'Twas Earnest Rutherford who said, "all science is either physics or stamp collecting."
I don't think he was meaning to say that physics rules and every other science drools. I think he was meaning to say that you can do physics, or you can do some other applied science that eventually boils down to...physics. Because chemisry is molecules interacting based on rules of chemistry that come from...physics. Biology is life doing life things based on rules of biology that come from rules of chemistry that come from rules of...physics. Ecology is the individual biology of things in concert, which is in tern a bunch of chemisry in concert....etc.
Or maybe he was meaning to say that nothing is worthwhile but physics...and in that case I do not agree.
Well today, I did a fair bit of something an awful lot like stamp collecting. I "collected" the following wildflowers, meaning I saw them on my hike and keyed them out in my Newcomb's wildflower guide:
There were of course about a zillion more that I couldn't or didn't stop to identify cause I was worried about making loud noises and seeming large and scary to the black bears. And yes, I did see a bear scamper off.
I also collected the following new trees.

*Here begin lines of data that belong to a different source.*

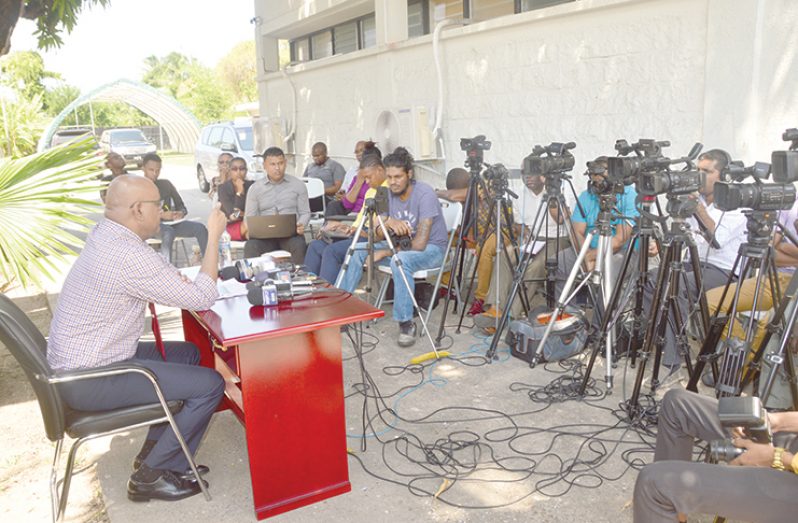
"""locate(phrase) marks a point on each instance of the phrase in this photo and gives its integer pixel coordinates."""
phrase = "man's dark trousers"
(180, 378)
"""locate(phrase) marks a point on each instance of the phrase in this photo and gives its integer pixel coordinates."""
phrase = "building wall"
(592, 71)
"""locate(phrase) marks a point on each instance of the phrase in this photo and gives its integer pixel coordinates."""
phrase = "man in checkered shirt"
(100, 317)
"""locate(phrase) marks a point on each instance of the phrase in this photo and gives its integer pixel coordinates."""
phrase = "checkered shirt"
(100, 313)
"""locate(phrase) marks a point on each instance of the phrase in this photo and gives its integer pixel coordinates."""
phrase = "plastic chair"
(29, 348)
(452, 215)
(315, 190)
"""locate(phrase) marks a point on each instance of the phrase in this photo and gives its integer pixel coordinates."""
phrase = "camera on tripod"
(785, 163)
(558, 159)
(756, 196)
(744, 412)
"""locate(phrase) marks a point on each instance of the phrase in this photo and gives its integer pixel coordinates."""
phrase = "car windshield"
(245, 137)
(133, 135)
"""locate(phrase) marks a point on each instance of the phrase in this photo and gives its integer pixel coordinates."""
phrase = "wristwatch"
(777, 463)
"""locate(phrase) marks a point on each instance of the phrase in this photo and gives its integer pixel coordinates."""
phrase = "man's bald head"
(134, 202)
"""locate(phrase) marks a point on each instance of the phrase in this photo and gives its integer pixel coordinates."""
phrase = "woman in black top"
(233, 198)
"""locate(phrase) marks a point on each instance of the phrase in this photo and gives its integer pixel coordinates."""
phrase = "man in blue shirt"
(585, 218)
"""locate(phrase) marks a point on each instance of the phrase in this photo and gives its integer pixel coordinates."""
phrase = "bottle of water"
(225, 252)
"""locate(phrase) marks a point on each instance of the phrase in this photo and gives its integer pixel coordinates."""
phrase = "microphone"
(271, 292)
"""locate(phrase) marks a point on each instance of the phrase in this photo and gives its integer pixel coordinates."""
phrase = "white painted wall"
(717, 71)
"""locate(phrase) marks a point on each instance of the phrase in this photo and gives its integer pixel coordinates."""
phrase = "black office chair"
(29, 347)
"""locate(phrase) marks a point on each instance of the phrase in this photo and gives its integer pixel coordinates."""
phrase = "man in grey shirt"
(327, 170)
(277, 193)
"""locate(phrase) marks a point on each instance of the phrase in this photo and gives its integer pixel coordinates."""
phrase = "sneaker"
(487, 320)
(407, 334)
(477, 307)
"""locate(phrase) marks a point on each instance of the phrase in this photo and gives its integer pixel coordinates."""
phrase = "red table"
(284, 381)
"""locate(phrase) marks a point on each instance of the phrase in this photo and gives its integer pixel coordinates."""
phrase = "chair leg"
(67, 479)
(54, 479)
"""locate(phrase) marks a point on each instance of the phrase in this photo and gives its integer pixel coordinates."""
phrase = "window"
(368, 32)
(442, 9)
(417, 18)
(300, 50)
(321, 45)
(345, 38)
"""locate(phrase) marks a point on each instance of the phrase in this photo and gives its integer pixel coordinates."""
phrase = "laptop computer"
(274, 226)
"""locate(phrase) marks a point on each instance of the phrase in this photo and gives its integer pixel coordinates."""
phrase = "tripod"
(666, 292)
(499, 209)
(373, 213)
(553, 196)
(600, 276)
(754, 254)
(644, 231)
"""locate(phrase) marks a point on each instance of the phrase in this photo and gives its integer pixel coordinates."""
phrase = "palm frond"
(42, 199)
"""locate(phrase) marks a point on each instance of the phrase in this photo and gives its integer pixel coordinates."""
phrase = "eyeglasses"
(159, 203)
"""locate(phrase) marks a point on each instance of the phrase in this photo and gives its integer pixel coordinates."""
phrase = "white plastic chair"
(452, 215)
(315, 189)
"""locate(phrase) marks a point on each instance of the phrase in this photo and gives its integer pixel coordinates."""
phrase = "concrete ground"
(452, 440)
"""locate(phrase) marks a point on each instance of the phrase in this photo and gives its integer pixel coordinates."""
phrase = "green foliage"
(23, 123)
(237, 73)
(53, 16)
(24, 72)
(191, 84)
(42, 203)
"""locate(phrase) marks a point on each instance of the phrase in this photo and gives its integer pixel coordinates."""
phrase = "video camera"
(651, 170)
(746, 412)
(474, 147)
(785, 163)
(557, 160)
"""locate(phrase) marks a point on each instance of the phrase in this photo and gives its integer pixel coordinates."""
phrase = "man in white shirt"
(551, 239)
(728, 229)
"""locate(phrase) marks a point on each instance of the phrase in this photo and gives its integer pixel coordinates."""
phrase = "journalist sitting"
(233, 199)
(585, 218)
(415, 212)
(728, 230)
(786, 259)
(173, 222)
(759, 485)
(325, 257)
(552, 238)
(100, 318)
(278, 193)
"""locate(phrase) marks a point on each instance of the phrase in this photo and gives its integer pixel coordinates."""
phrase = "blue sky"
(111, 43)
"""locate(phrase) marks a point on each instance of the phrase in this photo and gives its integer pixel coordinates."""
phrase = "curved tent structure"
(180, 125)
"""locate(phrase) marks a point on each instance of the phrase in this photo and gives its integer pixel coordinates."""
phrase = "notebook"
(274, 226)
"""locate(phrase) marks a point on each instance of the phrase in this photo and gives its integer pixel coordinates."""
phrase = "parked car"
(63, 136)
(233, 137)
(130, 143)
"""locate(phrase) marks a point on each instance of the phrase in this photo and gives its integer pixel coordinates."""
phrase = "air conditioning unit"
(410, 128)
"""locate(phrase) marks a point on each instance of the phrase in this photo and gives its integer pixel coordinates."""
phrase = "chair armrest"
(114, 369)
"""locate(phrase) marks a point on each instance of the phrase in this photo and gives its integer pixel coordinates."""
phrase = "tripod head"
(474, 148)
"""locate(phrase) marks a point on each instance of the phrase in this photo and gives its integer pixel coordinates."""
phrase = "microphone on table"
(271, 292)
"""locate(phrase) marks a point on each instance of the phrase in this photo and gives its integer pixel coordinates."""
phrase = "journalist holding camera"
(760, 483)
(415, 222)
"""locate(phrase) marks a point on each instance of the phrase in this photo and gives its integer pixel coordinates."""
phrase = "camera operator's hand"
(755, 455)
(401, 228)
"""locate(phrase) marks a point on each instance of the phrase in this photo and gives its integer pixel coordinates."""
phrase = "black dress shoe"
(188, 475)
(168, 487)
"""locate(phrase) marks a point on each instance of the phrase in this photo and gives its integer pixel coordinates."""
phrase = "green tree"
(23, 122)
(45, 192)
(237, 72)
(52, 18)
(25, 73)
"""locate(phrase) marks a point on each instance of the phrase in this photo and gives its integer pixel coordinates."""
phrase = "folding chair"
(29, 348)
(452, 215)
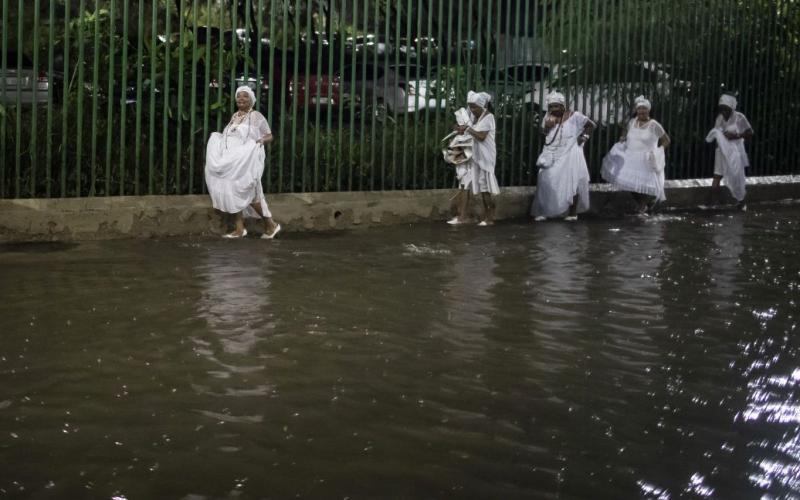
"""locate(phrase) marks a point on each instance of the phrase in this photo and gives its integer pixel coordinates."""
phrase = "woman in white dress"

I thought I was already fairly experienced at trees so the very prevalent ones aren't listed, though I can't separate out all the sub-red or sub-white oak species of blackjack and post and river and hybridized-monkey-fist--okay I made the lats one up just to show you there are a LOT of oak species out there.
Basswood, American or other?
Mountain Maple (an uncommon species very distinct from red and sugar maple)
Sugar Maple (not so present in southern Appalachians, but quite abundant here)
Black Walnut (that one I am re-remembering)
I don't know what it is about identifying the species of the plants and animals you encounter that is so compulsively fun. It is kind of like building a collection. Okay, got bobcat, got black bear, got skunk, what's next! Maybe delineating out all those oak species. The thing you learn when you get into plant ID and keying out wildflowers, trees, and shurbs is, well, I used to think tree ID was simple. A white oak is a white oak, just like a black bear is, you know, a black bear.
Oh, but black bears actually comprise sixteen, sixteen subspecies in North America. And I already mentioned the long list of oaks that doesn't even count when one species hybridizes with another. Plus, some species, rather like people, have a variety of phenotypes, or, shapes and sizes, so that one particular leaf shape or set of leaf shapes per species is nowhere near all you need to know.
Like any new thing that one tries to learn, you start off thinking it is simple and that, having the basics, the rest is well within your grasp. It is only when you being to glimpse the actual complexity that you can consider yourself something slightly past novice in any subject.
In short: Nature is multifaceted, complex, environmentally dependent and constantly changing. Kind of like the real world. This is advanced stamp collecting.